Por todas estas razones, los progresistas de Nueva Zelanda y los de otros países echan de menos ahora a Ardern. En su mejor momento, Ardern había iniciado un nuevo camino global con una forma diferente de hacer política: poniéndose un velo sobre la cabeza y abrazando a las familias en duelo tras la masacre de la mezquita de Christchurch, reformando a continuación las leyes sobre tenencia de armas en solo 10 días; tomando medidas decisivas sobre la COVID-19 que permitieron a los neozelandeses volver a salir de fiesta mientras el resto del mundo apenas podía abandonar sus casas; dejando boquiabiertos a famosos como Elton John o Stephen Colbert con su aplomo, ingenio y humanidad.

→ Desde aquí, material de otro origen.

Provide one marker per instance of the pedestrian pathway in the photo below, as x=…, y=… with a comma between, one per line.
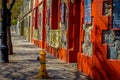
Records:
x=23, y=64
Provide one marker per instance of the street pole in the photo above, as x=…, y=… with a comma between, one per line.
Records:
x=4, y=48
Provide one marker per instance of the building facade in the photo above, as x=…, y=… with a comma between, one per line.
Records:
x=24, y=24
x=82, y=31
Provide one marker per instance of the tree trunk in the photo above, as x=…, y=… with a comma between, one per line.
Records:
x=9, y=41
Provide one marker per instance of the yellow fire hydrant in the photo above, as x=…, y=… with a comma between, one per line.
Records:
x=42, y=72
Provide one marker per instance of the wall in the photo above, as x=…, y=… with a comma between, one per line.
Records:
x=96, y=57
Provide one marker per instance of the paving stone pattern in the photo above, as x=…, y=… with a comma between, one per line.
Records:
x=23, y=64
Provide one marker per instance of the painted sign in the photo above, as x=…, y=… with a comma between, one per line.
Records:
x=116, y=13
x=87, y=12
x=54, y=38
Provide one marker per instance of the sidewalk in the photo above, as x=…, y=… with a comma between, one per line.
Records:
x=24, y=65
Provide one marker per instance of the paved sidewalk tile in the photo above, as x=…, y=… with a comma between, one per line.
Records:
x=23, y=64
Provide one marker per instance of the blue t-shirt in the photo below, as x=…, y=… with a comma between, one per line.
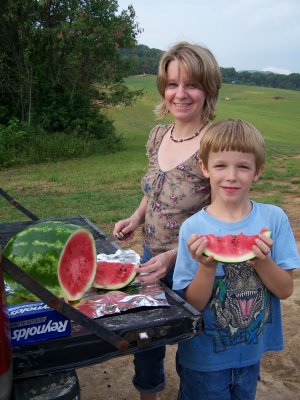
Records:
x=242, y=319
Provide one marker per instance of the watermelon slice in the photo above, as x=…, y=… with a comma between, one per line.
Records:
x=114, y=275
x=61, y=256
x=232, y=248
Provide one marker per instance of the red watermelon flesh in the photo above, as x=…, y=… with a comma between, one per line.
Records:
x=60, y=256
x=232, y=248
x=76, y=269
x=114, y=275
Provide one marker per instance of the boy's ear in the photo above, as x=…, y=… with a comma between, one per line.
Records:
x=258, y=173
x=204, y=169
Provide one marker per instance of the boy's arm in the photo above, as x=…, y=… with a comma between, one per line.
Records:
x=199, y=290
x=279, y=281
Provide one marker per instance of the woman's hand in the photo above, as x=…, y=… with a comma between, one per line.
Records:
x=156, y=268
x=196, y=245
x=124, y=229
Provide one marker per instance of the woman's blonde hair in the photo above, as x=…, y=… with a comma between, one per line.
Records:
x=203, y=70
x=233, y=135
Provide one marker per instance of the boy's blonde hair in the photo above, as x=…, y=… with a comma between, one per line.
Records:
x=233, y=135
x=201, y=67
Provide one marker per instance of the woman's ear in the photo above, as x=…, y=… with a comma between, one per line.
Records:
x=258, y=173
x=203, y=169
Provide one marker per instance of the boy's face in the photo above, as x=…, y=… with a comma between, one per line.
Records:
x=231, y=174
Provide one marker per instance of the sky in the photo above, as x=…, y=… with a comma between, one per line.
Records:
x=262, y=35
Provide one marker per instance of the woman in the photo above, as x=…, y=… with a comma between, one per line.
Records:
x=188, y=81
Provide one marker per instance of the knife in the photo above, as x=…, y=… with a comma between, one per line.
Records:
x=61, y=306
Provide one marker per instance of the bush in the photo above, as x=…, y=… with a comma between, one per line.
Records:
x=20, y=145
x=14, y=139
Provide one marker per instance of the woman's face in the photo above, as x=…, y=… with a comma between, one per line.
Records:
x=183, y=100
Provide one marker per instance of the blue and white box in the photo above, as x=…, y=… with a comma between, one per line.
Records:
x=35, y=322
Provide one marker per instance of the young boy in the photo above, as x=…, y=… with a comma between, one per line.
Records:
x=240, y=302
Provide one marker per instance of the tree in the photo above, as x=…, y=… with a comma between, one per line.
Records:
x=60, y=62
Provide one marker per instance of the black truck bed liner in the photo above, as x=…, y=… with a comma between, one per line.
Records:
x=143, y=328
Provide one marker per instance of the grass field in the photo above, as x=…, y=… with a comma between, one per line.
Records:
x=106, y=188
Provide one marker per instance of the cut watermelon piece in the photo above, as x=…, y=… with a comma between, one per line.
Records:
x=114, y=275
x=232, y=248
x=60, y=256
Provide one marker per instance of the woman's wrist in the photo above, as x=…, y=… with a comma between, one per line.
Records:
x=174, y=253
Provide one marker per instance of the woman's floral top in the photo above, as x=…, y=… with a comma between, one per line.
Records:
x=174, y=195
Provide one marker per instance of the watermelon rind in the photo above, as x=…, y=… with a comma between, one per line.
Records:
x=39, y=249
x=246, y=256
x=111, y=286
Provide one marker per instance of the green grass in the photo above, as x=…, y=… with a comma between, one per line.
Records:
x=106, y=188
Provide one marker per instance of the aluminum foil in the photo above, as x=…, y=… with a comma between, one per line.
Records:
x=98, y=302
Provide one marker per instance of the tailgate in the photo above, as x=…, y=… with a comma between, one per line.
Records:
x=142, y=328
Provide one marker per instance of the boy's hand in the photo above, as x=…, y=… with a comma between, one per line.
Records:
x=196, y=245
x=261, y=249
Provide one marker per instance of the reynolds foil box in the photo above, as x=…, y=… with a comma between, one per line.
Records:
x=34, y=322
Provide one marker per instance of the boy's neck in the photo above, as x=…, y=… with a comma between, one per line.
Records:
x=229, y=212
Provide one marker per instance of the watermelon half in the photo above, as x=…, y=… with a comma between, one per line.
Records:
x=114, y=275
x=232, y=248
x=61, y=256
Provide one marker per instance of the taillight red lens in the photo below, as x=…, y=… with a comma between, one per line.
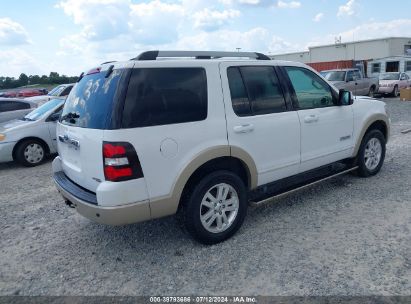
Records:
x=110, y=150
x=120, y=162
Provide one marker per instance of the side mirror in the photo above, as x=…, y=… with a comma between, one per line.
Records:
x=345, y=98
x=54, y=117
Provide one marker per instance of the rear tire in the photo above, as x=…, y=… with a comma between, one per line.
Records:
x=395, y=92
x=216, y=207
x=371, y=92
x=30, y=153
x=371, y=154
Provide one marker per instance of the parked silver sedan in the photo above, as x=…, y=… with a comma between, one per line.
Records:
x=60, y=91
x=391, y=83
x=12, y=108
x=30, y=139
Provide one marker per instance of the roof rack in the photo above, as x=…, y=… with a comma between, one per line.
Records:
x=153, y=55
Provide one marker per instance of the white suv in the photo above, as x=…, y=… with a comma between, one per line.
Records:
x=204, y=134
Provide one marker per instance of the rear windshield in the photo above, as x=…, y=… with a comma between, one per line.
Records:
x=334, y=76
x=162, y=96
x=90, y=102
x=390, y=76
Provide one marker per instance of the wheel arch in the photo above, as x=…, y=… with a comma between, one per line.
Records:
x=218, y=158
x=43, y=142
x=379, y=122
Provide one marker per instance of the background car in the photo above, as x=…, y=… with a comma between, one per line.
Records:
x=11, y=108
x=60, y=91
x=391, y=83
x=30, y=139
x=352, y=80
x=31, y=92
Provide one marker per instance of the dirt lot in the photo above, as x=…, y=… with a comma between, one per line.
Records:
x=347, y=236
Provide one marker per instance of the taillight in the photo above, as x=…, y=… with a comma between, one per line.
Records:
x=121, y=162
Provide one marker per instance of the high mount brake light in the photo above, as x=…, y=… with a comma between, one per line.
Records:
x=120, y=162
x=94, y=71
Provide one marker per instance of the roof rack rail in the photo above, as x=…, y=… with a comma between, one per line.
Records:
x=153, y=55
x=108, y=62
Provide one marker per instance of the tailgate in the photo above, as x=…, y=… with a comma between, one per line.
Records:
x=80, y=150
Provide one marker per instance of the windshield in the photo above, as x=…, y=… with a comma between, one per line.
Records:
x=56, y=91
x=90, y=102
x=390, y=76
x=334, y=75
x=40, y=111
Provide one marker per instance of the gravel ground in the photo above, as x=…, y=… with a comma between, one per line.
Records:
x=347, y=236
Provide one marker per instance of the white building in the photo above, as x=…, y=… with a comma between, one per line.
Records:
x=350, y=54
x=389, y=64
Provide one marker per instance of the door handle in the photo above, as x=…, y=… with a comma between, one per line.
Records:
x=311, y=118
x=246, y=128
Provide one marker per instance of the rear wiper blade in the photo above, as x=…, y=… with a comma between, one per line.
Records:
x=70, y=116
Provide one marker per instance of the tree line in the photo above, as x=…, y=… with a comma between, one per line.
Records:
x=24, y=80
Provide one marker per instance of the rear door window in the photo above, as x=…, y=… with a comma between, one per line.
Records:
x=162, y=96
x=255, y=90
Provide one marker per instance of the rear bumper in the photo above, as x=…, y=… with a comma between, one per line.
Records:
x=84, y=204
x=385, y=90
x=6, y=151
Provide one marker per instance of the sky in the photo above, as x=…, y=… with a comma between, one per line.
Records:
x=70, y=36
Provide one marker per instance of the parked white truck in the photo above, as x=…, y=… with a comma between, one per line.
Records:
x=352, y=80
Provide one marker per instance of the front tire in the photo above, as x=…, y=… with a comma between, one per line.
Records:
x=30, y=153
x=371, y=154
x=216, y=207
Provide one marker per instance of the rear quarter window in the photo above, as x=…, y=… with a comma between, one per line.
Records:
x=162, y=96
x=90, y=102
x=8, y=106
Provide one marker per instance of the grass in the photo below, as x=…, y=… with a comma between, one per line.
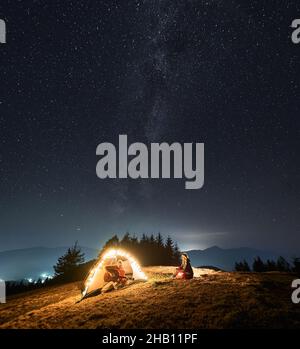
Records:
x=212, y=300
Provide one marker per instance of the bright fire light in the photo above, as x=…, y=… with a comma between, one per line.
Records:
x=111, y=254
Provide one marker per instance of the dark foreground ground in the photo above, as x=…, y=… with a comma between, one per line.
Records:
x=212, y=300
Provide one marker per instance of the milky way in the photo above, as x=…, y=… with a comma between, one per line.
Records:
x=75, y=74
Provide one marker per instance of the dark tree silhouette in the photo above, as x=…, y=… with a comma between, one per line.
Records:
x=149, y=250
x=67, y=263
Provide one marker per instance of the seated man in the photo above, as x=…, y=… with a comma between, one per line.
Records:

Era la Jacindamanía y todo el mundo quería tener una primera ministra igual: mujer y joven (tenía solo 37 años cuando la eligieron), mostrando al mundo otra perspectiva de la identidad nacional de Nueva Zelanda: directa, compasiva, diversa, deseable globalmente. Ardern también representaba una forma más juvenil, humana y decente de dirigir un país. Su novio era feminista y estaba embarazada cuando fue nombrada primera ministra.

Fue entonces cuando en enero de 2023 anunció, de la nada, su dimisión dramáticamente tras seis años en el cargo. Sus fans lamentaron cómo les pudo hacer esto en un momento en que el mundo se desmoronaba ante sus ojos.

Ardern y yo nos vemos para hablar sobre sus memorias, A Different Kind of Power [Un tipo diferente de poder]. Es la primera entrevista importante que concede desde su dimisión y elige ella la cafetería: un lugar cavernoso con tablas de madera y metal en un pequeño centro comercial de Cambridge, la ciudad de Massachusetts donde imparte su curso sobre liderazgo empático en la Universidad de Harvard. Llego muy temprano para preparar mi equipo, pero Ardern ya está en el lugar, bebiendo un té negro enorme y preparada con su propio dispositivo de grabación. “Empollona”, bromeo, usando una frase que ella ha utilizado sobre sí misma. “Bueno, ¿para qué ocultar quién se es?”, dice, entre risas.

Tiene esa expresión abierta y su famosa sonrisa llena de dientes, acentuadas las dos por un pintalabios rojo, el pelo recogido a lo bailarina, y grandes aros dorados. Lleva una chaqueta acolchada de color caqui y botas negras.

Ardern vs. Trump

Ardern y Trump siempre han parecido el yin y el yang. Los dos llegaron al poder en 2017 y pronunciaron sus primeros discursos en la ONU con ocho días de diferencia. Pero sus posturas políticas y culturales son diametralmente opuestas en casi todo. ¿Qué se siente al ser la anti-Trump en el EEUU de Trump? “Me considero una observadora, observando la política de otra persona”, dice. Está disfrutando el anonimato de vivir en Estados Unidos, todo un contraste con Nueva Zelanda. “Pero lo que ocurre en un lugar afecta a otros lugares cada vez más. No se trata solo de la cultura política, son también nuestras economías, nuestros acuerdos de seguridad...”.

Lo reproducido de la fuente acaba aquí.